The residence has nine bedrooms, all of which open into a
common area. Since it was developed with input from the parents of the
prospective residents the facility even includes a sensory room, which serves both
as an outlet for calming the residents when they need it, and also as a
Mr. Toronto was kind enough to bring both the plans and pictures of the housing complex that day, and I have to say I was impressed both with the attractiveness of the facility and the many ways the builders had factored in the residents’ needs as they constructed it. It was beautiful, functional, and safe, and all involved parties are hoping to open several more facilities in north Jersey in the years to come.
Frankly, it looked like a slice of heaven.
There are many issues within the autism community which are controversial, and where our adult children should live after they complete their schooling is one of them.
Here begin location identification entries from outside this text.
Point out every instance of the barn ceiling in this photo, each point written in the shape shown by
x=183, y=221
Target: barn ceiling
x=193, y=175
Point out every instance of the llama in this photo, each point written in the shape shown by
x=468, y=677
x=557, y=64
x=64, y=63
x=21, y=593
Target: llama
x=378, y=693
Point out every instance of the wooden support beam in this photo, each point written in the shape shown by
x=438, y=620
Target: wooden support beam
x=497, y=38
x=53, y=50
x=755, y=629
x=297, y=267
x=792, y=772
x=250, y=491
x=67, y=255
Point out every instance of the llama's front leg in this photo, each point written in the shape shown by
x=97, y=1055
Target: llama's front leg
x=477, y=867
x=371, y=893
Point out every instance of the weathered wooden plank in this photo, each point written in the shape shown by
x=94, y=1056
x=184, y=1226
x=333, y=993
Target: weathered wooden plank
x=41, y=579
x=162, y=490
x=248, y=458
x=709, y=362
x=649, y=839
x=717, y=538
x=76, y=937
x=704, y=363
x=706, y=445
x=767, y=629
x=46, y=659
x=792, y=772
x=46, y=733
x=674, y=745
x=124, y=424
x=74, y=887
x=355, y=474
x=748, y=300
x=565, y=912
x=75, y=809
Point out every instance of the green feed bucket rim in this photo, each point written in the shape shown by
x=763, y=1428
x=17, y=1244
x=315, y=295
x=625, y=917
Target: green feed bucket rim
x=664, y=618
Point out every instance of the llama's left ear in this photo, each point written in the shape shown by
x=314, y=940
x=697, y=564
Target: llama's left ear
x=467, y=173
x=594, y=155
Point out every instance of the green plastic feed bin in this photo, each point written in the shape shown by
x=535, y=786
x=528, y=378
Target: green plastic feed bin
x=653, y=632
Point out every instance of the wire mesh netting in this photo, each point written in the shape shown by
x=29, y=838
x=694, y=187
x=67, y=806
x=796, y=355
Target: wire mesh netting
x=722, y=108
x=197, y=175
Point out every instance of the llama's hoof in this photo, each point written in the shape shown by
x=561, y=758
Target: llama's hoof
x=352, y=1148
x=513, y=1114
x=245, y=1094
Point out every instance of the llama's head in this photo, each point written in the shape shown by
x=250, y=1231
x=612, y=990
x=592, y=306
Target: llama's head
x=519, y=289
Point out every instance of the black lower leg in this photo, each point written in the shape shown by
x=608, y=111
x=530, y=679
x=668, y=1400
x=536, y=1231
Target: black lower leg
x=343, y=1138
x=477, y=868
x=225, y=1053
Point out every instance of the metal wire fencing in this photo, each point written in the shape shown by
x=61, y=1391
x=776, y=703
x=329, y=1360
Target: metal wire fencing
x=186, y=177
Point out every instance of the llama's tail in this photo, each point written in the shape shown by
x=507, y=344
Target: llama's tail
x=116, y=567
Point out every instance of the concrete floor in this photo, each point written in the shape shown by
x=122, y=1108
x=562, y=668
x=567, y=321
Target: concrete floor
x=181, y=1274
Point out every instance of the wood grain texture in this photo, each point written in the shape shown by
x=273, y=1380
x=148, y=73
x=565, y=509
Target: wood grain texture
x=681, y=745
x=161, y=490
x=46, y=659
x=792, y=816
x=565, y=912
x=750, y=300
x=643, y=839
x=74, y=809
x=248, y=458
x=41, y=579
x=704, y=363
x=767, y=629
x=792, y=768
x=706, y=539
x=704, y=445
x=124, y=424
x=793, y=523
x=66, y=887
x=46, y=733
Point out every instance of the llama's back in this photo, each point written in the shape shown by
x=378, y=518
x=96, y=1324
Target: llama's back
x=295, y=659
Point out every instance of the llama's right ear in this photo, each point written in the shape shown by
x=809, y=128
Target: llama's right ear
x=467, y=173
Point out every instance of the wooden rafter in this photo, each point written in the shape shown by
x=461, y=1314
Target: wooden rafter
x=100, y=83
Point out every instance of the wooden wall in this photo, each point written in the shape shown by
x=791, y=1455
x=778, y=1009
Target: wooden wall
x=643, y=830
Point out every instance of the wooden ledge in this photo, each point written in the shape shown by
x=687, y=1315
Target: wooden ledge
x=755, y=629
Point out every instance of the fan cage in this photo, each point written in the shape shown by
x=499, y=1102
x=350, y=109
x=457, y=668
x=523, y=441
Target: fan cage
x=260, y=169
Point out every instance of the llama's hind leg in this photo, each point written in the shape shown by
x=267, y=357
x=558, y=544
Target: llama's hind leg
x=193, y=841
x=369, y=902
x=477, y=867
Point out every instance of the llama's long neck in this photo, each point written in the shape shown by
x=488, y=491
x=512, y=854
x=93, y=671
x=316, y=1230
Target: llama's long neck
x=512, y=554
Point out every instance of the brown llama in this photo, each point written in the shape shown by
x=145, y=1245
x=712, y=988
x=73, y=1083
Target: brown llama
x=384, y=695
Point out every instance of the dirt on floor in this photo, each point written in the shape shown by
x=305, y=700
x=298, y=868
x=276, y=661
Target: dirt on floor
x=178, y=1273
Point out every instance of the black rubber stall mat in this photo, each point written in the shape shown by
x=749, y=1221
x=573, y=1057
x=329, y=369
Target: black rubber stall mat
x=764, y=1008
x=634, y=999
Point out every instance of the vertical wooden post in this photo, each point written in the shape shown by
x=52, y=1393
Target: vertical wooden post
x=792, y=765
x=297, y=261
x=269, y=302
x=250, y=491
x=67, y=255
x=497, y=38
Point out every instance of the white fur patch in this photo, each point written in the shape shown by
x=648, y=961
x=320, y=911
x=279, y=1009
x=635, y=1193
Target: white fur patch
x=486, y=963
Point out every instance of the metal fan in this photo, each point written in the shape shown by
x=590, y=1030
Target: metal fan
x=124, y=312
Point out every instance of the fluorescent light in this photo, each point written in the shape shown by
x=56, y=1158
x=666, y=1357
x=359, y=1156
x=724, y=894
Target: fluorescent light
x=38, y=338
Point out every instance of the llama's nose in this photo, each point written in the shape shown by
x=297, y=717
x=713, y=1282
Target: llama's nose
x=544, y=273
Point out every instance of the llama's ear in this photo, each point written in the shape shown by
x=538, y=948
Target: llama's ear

I have a number of friends with autistic children over the age of eighteen, and I’ve seen them handle the issue of housing in a myriad of ways. Some have opted for the group home route, although in New Jersey there is an extremely long wait for an opening, so that isn’t always an option for parents.
I’ve also seen some families where one parent quits their
job and stays home to care for their child. Last, and infrequently, I’ve seen
families who can afford in-home care for their child. All of these options are
fraught with difficulty. Any parent who chooses the group home option has to
hope that their child is treated with respect and dignity, and remains safe.
Relinquishing employment to stay home and care for a child means a loss of income and embracing the role of 24/7 caretaker for decades. Those families who opt for in-home care are at the mercy of their child’s caregivers, for if the caregivers are sick or injured parents may be unable to find a sitter for their twenty-seven-year-old child so they can go to work. Truly, there are no easy solutions for families whose children will never live independently.
Trust me, I think about this issue a lot. If there were an easy answer I would have discovered it when I should have been sleeping.
When I think about the ramifications autism has had on this family (and yes, I think about that a lot too,) where Justin will live as an adult is one I come back to time and time again. I admit that contemplating where my eldest child will reside conjures up conflicting emotions within me, and is a complicated subject.
Justin adores his house, his bedroom, and having access to the multitude of toys he’s played with almost his entire life. He loves to go out for an hour or so but then is eager to come back, content to idle away the hours within the confines of his beloved home. I’d have to say if I chose to label him he’d be a homebody, might be perfectly happy living with us forever.
Of course the fact that his parents will die eventually is a slight wrinkle in that plan.
When I embarked on this parenthood journey I never anticipated I’d be responsible for one of my progeny for about fifty years (if I’m lucky, I was one of those people who had kids late.) I’m fairly certain there will come a time when the only people I’ll want to care for are me and my husband, and I’m sure there will come a time when that will prove impossible as well. My youngest loves his brother to death, but I’ve seen the restrictions imposed on this family due to the severity of Justin’s autism, and I don’t want those limits imposed on Justin’s little brother.
The truth is on any given day the thought of what happens to Justin when I’m dead or no longer able to care for him (or both) is overwhelming, a thought I’ve had to shelve as I deal with more immediate concerns. Fortunately he’s not quite eleven yet and won’t graduate from high school for ten more years, so even in my complex “perseverationland,” I still have some time.
I have to say however that when I hear about places like Airmount Woods I feel a surge of hope, both for Justin and for our family, that a significant piece of the “post-21 abyss” might have a happy ending. I hope that with society’s increased awareness and acceptance of autism that my son will eventually find a safe haven, will be respected and treated with the dignity he deserves.
That’s my dream for him. And I won’t give up until it becomes true.